Protective effects of healthy dietary intake and habits against depression risk are also observed in Korean populations. For example, Park et al. [40] reported that low dietary intake of fiber and vitamin C was significantly associated with depression risk in Korean women by analyzing data from the 2014 KNHANES (n = 5897). By analyzing data from the sixth (2014) and seventh (2016, 2018) KNHANES (n = 19,106), Yun et al. [41] found that adverse dietary intake (i.e., dietary intake of sugar, carbohydrates, sodium, and others) and habits (i.e., dining out and dining frequency) were significantly associated with depression risk in Korean adults, with age- and sex-based differences in the strength of the association. By analyzing data (n = 5103) from the 2018 KNHANES, Lee and Kim [42] showed that dietary intake of phosphorus, potassium, and vitamin A was inversely associated with depression risk in men, while dietary intake of phosphorus was inversely associated with depression risk in women. That study also found that eating behaviors, such as skipping lunch, frequency of daily meals, and frequency of weekly lunches out, were significantly associated with a higher prevalence of depression in Korean women only. Protective effects of dietary intake against depression were observed for various micronutrients such as riboflavin, thiamin, vitamin C, polyunsaturated fatty acids, fibers, fruits, and vegetables in Korean populations [43,44]. Taken together, findings from the current and previous studies suggest that unhealthy dietary intake and habits are significantly associated with the onset of depression and the severity of depressive symptoms in Korean adults.
Some explanations can be given to the modulating effects of overall nutritional adequacy on the relationship between the four lifestyle risk factors and depression.
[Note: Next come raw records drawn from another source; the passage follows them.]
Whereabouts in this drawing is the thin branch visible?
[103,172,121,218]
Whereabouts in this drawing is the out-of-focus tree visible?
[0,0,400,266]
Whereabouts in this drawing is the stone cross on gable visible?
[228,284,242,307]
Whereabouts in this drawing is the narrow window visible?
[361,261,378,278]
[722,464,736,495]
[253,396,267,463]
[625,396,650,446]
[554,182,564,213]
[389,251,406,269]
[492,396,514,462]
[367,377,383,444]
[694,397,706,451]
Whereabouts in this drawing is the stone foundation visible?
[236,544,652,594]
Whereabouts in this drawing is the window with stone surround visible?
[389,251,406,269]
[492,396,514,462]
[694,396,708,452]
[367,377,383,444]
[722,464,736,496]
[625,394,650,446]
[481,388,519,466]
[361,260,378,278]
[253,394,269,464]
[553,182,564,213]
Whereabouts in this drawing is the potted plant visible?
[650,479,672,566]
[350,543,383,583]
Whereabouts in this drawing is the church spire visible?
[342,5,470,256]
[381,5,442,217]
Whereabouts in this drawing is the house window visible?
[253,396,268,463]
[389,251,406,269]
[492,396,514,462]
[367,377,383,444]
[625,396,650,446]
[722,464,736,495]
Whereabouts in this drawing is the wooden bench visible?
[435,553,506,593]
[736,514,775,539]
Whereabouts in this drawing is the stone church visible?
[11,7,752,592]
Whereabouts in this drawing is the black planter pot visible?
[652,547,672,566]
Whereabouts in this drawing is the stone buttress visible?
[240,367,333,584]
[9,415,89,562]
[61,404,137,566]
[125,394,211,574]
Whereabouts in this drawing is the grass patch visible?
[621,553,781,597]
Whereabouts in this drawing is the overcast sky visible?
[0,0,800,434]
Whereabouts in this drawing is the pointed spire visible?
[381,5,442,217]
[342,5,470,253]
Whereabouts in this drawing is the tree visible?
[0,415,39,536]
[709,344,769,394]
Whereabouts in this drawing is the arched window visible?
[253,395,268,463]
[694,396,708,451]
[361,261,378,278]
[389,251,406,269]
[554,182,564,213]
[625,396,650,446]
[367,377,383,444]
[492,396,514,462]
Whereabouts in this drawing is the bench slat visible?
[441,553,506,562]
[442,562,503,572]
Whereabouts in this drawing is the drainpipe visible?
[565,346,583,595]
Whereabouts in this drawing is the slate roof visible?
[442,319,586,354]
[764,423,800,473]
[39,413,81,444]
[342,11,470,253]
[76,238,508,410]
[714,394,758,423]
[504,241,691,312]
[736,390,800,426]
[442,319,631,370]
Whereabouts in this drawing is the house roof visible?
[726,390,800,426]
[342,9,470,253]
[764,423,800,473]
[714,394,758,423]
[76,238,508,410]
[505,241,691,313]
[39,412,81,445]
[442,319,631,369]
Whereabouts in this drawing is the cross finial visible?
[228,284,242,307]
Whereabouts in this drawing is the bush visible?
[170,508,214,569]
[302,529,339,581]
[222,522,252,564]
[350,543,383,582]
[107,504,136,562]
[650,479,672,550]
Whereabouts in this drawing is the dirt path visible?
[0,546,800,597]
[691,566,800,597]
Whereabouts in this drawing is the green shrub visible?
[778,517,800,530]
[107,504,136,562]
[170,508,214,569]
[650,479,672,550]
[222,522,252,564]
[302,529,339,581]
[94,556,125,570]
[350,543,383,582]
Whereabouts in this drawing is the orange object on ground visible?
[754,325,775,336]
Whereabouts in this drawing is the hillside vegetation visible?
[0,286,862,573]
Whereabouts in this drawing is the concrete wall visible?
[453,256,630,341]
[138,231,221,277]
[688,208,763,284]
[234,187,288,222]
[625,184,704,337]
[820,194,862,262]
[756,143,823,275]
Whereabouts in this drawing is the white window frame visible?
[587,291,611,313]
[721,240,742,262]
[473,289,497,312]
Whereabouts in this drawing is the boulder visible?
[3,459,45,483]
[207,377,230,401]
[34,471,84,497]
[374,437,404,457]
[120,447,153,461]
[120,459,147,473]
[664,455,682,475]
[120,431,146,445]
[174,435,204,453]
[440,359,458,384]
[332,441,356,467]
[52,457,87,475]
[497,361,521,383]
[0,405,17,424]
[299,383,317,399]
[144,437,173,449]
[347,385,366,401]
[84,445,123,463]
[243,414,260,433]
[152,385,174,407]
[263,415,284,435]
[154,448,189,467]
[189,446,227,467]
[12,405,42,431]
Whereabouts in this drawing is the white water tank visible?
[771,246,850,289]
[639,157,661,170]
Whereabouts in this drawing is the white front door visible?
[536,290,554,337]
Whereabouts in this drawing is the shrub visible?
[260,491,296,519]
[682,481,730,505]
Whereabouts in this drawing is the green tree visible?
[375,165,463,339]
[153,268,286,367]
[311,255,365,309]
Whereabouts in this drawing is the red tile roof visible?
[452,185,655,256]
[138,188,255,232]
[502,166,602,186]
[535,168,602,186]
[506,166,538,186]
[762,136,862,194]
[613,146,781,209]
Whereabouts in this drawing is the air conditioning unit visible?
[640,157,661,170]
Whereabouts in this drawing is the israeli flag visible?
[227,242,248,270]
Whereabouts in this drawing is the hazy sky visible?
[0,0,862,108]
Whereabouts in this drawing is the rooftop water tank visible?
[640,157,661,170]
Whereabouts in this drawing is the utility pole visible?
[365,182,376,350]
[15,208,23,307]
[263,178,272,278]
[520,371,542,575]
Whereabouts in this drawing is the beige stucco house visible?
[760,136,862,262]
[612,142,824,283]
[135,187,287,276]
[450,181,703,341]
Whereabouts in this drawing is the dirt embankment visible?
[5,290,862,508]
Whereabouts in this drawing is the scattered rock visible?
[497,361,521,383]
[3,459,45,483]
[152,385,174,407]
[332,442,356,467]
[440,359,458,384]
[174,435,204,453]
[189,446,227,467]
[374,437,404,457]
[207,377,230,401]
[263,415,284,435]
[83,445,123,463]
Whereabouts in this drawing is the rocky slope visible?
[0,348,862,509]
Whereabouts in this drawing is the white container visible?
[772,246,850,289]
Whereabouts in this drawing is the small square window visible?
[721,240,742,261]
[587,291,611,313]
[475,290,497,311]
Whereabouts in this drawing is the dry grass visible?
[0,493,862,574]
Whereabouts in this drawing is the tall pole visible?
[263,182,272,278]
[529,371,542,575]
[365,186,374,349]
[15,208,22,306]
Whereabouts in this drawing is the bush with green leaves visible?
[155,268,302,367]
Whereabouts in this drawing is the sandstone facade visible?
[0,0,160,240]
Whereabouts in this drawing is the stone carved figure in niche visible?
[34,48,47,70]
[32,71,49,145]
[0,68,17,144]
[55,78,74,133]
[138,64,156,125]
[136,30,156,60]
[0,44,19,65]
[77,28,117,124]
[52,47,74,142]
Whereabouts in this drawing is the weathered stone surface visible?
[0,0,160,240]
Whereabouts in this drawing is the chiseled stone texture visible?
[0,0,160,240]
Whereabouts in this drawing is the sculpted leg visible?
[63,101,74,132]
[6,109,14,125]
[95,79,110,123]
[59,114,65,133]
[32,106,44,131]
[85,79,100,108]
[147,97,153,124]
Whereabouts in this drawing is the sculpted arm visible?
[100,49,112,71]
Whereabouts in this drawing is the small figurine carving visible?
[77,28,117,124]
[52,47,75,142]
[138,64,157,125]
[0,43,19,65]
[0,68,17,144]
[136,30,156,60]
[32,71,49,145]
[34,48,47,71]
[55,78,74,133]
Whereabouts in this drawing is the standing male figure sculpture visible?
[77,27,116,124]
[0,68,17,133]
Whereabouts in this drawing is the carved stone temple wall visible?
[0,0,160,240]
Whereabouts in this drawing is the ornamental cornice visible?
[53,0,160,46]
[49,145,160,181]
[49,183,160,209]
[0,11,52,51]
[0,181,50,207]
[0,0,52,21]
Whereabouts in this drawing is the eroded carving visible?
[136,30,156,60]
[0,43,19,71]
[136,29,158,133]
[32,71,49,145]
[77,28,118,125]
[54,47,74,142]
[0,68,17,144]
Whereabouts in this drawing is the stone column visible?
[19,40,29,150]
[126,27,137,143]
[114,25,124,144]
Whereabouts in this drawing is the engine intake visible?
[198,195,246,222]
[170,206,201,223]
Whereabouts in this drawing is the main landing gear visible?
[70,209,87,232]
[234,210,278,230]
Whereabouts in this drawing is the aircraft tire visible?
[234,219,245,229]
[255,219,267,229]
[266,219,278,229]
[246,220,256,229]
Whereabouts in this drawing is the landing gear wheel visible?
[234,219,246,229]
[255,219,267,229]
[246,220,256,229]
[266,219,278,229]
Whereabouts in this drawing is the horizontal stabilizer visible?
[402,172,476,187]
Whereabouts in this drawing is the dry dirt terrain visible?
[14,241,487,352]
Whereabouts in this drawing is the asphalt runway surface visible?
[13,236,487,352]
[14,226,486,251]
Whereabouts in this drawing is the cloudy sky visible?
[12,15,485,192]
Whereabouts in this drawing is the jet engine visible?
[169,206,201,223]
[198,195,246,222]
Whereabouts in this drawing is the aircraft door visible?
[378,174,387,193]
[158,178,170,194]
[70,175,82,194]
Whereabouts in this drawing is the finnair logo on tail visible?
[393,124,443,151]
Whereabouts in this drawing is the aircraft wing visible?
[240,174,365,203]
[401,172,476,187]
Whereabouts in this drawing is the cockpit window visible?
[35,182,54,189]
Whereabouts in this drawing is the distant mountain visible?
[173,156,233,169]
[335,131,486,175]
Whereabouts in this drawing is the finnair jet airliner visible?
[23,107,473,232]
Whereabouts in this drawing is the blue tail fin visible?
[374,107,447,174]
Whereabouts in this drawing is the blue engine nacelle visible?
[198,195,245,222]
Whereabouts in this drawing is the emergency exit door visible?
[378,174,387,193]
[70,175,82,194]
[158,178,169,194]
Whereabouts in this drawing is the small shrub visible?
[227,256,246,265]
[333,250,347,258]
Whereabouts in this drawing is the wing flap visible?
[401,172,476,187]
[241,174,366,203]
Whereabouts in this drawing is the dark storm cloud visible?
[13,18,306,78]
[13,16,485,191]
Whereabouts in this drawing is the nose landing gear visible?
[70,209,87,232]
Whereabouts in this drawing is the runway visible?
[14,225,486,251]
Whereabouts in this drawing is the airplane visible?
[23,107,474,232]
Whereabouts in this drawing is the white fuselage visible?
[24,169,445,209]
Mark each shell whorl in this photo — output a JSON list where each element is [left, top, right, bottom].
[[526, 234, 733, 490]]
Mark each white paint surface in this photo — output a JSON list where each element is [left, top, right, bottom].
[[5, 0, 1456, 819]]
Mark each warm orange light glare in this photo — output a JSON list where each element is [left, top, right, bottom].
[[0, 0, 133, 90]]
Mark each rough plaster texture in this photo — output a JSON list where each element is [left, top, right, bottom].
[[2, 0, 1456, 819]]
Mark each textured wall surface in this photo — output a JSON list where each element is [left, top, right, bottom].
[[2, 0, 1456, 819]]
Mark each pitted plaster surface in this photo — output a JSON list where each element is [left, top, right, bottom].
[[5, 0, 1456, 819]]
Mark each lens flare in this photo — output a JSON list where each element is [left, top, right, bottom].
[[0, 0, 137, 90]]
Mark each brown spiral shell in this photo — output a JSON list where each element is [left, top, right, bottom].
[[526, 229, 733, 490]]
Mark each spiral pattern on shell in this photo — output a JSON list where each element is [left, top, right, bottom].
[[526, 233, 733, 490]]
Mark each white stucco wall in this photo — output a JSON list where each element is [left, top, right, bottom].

First, overall nutritional adequacy may have protective effects against depression by securing sufficient dietary intake of anti-depressant and anti-oxidant nutrients [45]. Second, overall nutritional adequacy may reflect the sufficient intake of other essential nutrients needed to fulfill nutritional requirements for good mental health [46]. Third, it is also possible that overall nutritional adequacy has an indirectly protective effect against depression by minimizing clinical consequences of unhealthy behaviors such as obesity and metabolic diseases [47].
This study has some limitations. First, the cross-sectional nature of the study does not allow any cause-and-effect explanation regarding the modulating effect of overall nutritional adequacy on the relationship between depression and lifestyle risk factors. Second, a bidirectional relationship between depression and lifestyle risk factors seems possible-depression can lead to an increase in lifestyle risk factors, or vice versa, and this remains to be further addressed. Third, it is possible that the modulating effect of overall nutritional adequacy on the relationship between lifestyle risk factors and depression differ by some confounders such as age and sex. This should be addressed by including demographics as additional modulators. Fourth, the PHQ-9 used in the current study is a self-reported diagnosis of depression. Therefore, the possibility of type 2 errors or false negatives cannot be completely ruled out. Lastly, we did not consider other potential risk factors involved in depression, including brain neurotransmitters, genetic vulnerability, medications, substance misuse, and others. Caution is necessary in interpreting the relationship of depression with nutritional adequacy and lifestyle risk factors observed in the current study.
Despite limitations, this study also has strengths. First, it is a population-based study with a relatively high response rate and large sample size. “Second, to the best of our knowledge, we are the first to report the potential of overall nutritional adequacy as a modulator in determining the relationship between lifestyle risk factors and depression. At the same time, we also recognize that the interaction between lifestyle risk factors and overall nutritional adequacy on depression cannot be explained in a cause-and-effect manner due to the cross-sectional nature of this study. Consequently, a randomized controlled trial is warranted to investigate the protective role of healthy dietary intake and habits against the adverse effects of lifestyle risk factors on the onset of depression and/or the severity of depressive symptoms. Third, the relationship between lifestyle risk factors and depression may imply adverse effects secondary to the risk factors such as metabolic complications.

5. Conclusions

This population-based study finds that overall nutritional adequacy can attenuate the adverse effect of lifestyle risk factors on depression in Korean adults, implying the importance of nutrition as a therapeutic strategy against the mental illness.

Author Contributions

M.K. and H.K. contributed to conception and design, data analyses, data interpretation, and writing of the manuscript. M.J. and H.H. contributed to statistical analyses, data interpretation, and preparation of the manuscript. All authors have read and agreed to the published version of the manuscript.

Funding

This study was supported by a National Research Foundation grant funded by the Korean government (NRF-2020R1A2C1009365).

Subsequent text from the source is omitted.